Crisis cuts off credit card holders from U.S. dollars

  By Russell Working

By the time Pat Martin showed up Monday at Dalrybbank’s Hotel Hyundai branch carrying her Visa card, she scarcely dared hope she could get any money.

Martin and two other Rotarians from Longview, Washington, were visiting the Far East, and they had been trying all over town to get a little extra cash. But no such luck. Dalrybbank apologized and sent them elsewhere.

Throughout Vladivostok since the ruble crisis began, those carrying credit cards have found it hard to draw cash. Even those with internationally recognized charge cards such as Eurocard, MasterCard and Visa haven’t had access to the credit limits they thought they could draw on in an emergency.

“It started last week,” said bank manager Svetlana Belyayeva. “First we were cashing cards in dollars, but we stopped doing that because we had to keep the dollars for our own clients.”

The problem, Belyayeva said, is that Moscow banks have frozen assets, leaving local offices with no option but to refuse to give out money. At Inkombank on Fokina Street, manager Oleg Panarin said bank managers had to act. Withdrawals at banks nationwide increased 100-fold since the Aug. 17 crisis began. “Right now no dollars are available,” he said. “People buy them, but nobody sells them.”

Although non-customers couldn’t withdraw cash in many banks, most hotels that accepted credit cards continued doing so.

Last week, many bank customers panicked and rushed the banks to withdraw their money before the ruble fell. At Sberbank on Aleutskaya Street, cashiers had stopped exchanging dollars for rubles.

Swarms of people gathered around the tellers to withdraw their savings, whether dollars or rubles. “I think it’s not profitable to keep rubles in the bank anymore,” said Marina Shevchenko, 35. Instead, she planned to spend them on a refrigerator and other durable goods for her apartment.

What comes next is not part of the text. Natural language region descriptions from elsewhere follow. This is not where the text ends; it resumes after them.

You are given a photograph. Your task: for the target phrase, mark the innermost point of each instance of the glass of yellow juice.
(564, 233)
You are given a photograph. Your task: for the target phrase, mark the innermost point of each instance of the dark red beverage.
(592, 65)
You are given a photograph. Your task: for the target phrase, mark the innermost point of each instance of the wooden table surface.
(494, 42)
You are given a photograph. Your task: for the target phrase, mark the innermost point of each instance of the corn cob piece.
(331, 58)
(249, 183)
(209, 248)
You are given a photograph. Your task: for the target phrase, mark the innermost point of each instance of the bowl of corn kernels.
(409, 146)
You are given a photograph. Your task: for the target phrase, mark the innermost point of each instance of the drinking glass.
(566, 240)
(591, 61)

For those seeking money on credit cards, Dalnevostochny Bank’s branch at 19 Okeansky Avenue provided a break. The bank performed a paper sleight-of-hand, allowing people to withdraw dollars, then immediately cash them into rubles. Dalnevostochny’s press center spokeswoman, Irina Barannik, said the bank was offering this service on a day-to-day basis and didn’t know how long its cash reserves would hold out.

Martin, the American, had a crash course in Russian economics during her trip. On her way to Vladivostok, her plane made an emergency landing in Anadyr in the far northeast, and the airport at first refused to sell fuel to the crew unless they could provide dollars, she said.

Amid Russia’s crisis, Martin’s party admitted their situation wasn’t serious. Still, she said, “We Americans are so used to using our Visa cards that when we can’t, it’s like having your arm cut off.”